Personal information
- Full name: William Bishton Garnett
- Born: 27 June 1816 Nantwich, Cheshire, England
- Died: 11 January 1903 (aged 86) Shifnal, Shropshire, England
- Batting: Unknown

Domestic team information
- 1839: Oxford University

Career statistics
| Competition | First-class |
| Matches | 1 |
| Runs scored | 22 |
| Batting average | 11.00 |
| 100s/50s | –/– |
| Top score | 12 |
| Catches/stumpings | 1/– |
- Source: Cricinfo, 9 March 2020

= William Garnett (cricketer) =

English cricketer

William Bishton Garnett (27 June 1816 – 11 January 1903) was an English first-class cricketer and clergyman.

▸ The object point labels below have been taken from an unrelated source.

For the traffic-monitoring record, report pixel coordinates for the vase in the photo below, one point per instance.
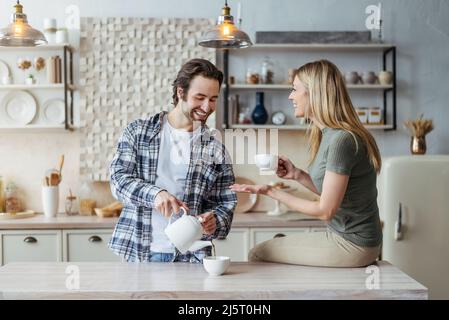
(418, 145)
(260, 114)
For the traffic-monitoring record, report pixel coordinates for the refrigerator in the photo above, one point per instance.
(414, 207)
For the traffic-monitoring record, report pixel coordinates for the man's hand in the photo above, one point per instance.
(209, 222)
(166, 203)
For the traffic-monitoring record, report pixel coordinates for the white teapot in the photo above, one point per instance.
(186, 232)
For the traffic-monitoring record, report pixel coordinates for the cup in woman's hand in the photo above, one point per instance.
(267, 163)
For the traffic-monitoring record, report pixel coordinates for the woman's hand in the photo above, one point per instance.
(250, 188)
(286, 169)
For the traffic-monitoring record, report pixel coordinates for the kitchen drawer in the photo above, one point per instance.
(30, 245)
(235, 246)
(318, 229)
(259, 235)
(88, 245)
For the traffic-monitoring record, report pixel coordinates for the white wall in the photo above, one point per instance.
(420, 30)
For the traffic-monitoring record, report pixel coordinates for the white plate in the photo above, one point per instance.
(18, 108)
(53, 111)
(245, 201)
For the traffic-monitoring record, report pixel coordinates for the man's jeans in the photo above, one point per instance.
(173, 257)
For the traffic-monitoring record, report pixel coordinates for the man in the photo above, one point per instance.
(170, 161)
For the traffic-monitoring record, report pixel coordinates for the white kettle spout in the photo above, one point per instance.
(197, 245)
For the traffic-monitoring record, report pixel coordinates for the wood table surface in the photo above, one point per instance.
(115, 280)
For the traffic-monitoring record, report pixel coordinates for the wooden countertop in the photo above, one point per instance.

The son of The Reverend William Garnett senior, he was born at Nantwich in June 1817. He was educated at Shrewsbury School, before matriculating at Brasenose College, Oxford in 1835, graduating B.A. in 1840 and M.A. in 1853. While studying at Oxford, he made a single appearance in first-class cricket for Oxford University against the Marylebone Cricket Club at Oxford in 1839. Batting twice in the match, Garnett was dismissed for 10 runs by William Bonsey in the Oxford first-innings, while in their second-innings he was dismissed for 12 runs by James Cobbett. Garnett was also a member of the Oxford University Boat Club and was a cox for the Oxford team in the 1840 Boat Race.

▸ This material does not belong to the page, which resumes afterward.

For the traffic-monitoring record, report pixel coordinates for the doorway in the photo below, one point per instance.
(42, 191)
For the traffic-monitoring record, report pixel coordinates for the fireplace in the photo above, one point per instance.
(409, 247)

After graduating from Oxford, Garnett took holy orders in the Church of England, becoming a preacher at Bunbury from 1853–63, and was later a justice of the peace for both Montgomeryshire and Shropshire. He changed his name by royal license to William Bishton Garnett Botfield in 1863, following the death of his cousin Beriah Botfield who had died without issue. Garnett died at Shifnal in January 1903.